Danfoss, HPE et l’Université du Danemark du Sud ont inauguré une infrastructure stratégique pour l’intelligence artificielle. Le supercalculateur Bitten renforce les capacités de recherche danoises. Il cible les charges de travail liées à l’IA générative. Les partenaires ont privilégié le refroidissement liquide. Cette solution récupère la chaleur fatale issue des calculs intensifs. Elle l’injecte ensuite dans le réseau de chaleur local. Le projet répond aussi aux objectifs climatiques de Sønderborg. La municipalité vise un système énergétique neutre en CO₂.

Cette approche change la lecture énergétique des centres de données. Un site informatique ne consomme plus seulement de l’électricité. Il devient aussi une source exploitable de chaleur. La boucle locale récupère une énergie souvent dissipée. Elle améliore le rendement global du système. Les exploitants de réseaux y trouvent un levier concret. Les industriels du CVC y voient un modèle transposable. Le refroidissement liquide prend ici une fonction thermique complète. Il ne sert plus uniquement à protéger les serveurs.

Pour les professionnels du chauffage et du froid, ce cas illustre une convergence majeure.
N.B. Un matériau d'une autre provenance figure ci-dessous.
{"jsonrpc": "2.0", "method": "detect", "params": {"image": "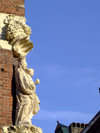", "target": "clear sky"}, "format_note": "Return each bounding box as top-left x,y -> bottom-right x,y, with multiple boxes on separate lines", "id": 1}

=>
25,0 -> 100,133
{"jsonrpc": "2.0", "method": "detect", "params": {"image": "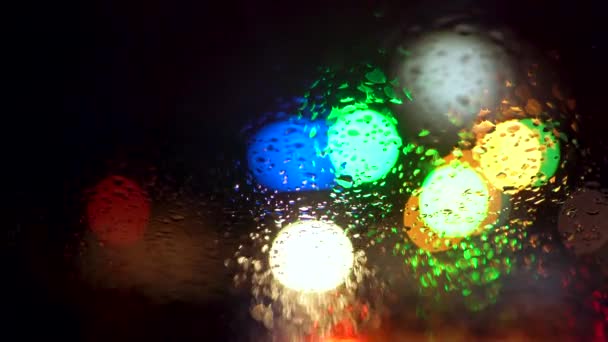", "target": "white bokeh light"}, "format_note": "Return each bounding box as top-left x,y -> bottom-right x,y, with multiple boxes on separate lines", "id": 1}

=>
269,221 -> 354,292
399,31 -> 512,126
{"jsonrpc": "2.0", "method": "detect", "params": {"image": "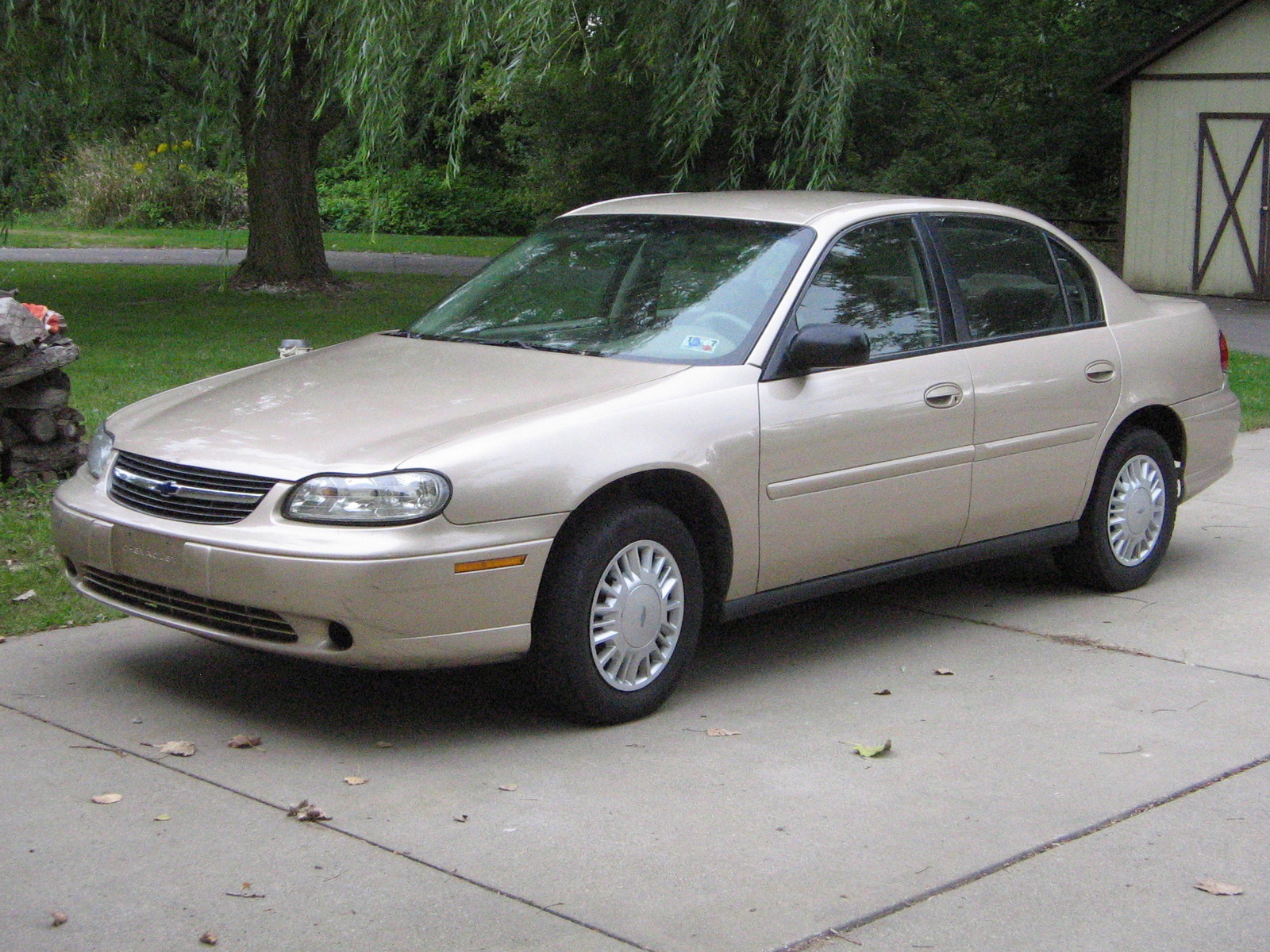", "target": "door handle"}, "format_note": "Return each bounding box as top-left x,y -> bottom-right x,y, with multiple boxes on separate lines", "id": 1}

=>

Les besoins numériques progressent rapidement. Les contraintes énergétiques progressent aussi. Danfoss montre qu’un équipement critique peut soutenir un réseau urbain. Le projet donne une place nouvelle aux échangeurs, pompes et automatismes. Il confirme aussi l’intérêt des architectures intégrées. Les maîtres d’ouvrage devront raisonner par usages croisés. La production de froid devient alors productrice de chaleur utile. Cette logique pourrait inspirer les futurs campus, hôpitaux et data centers.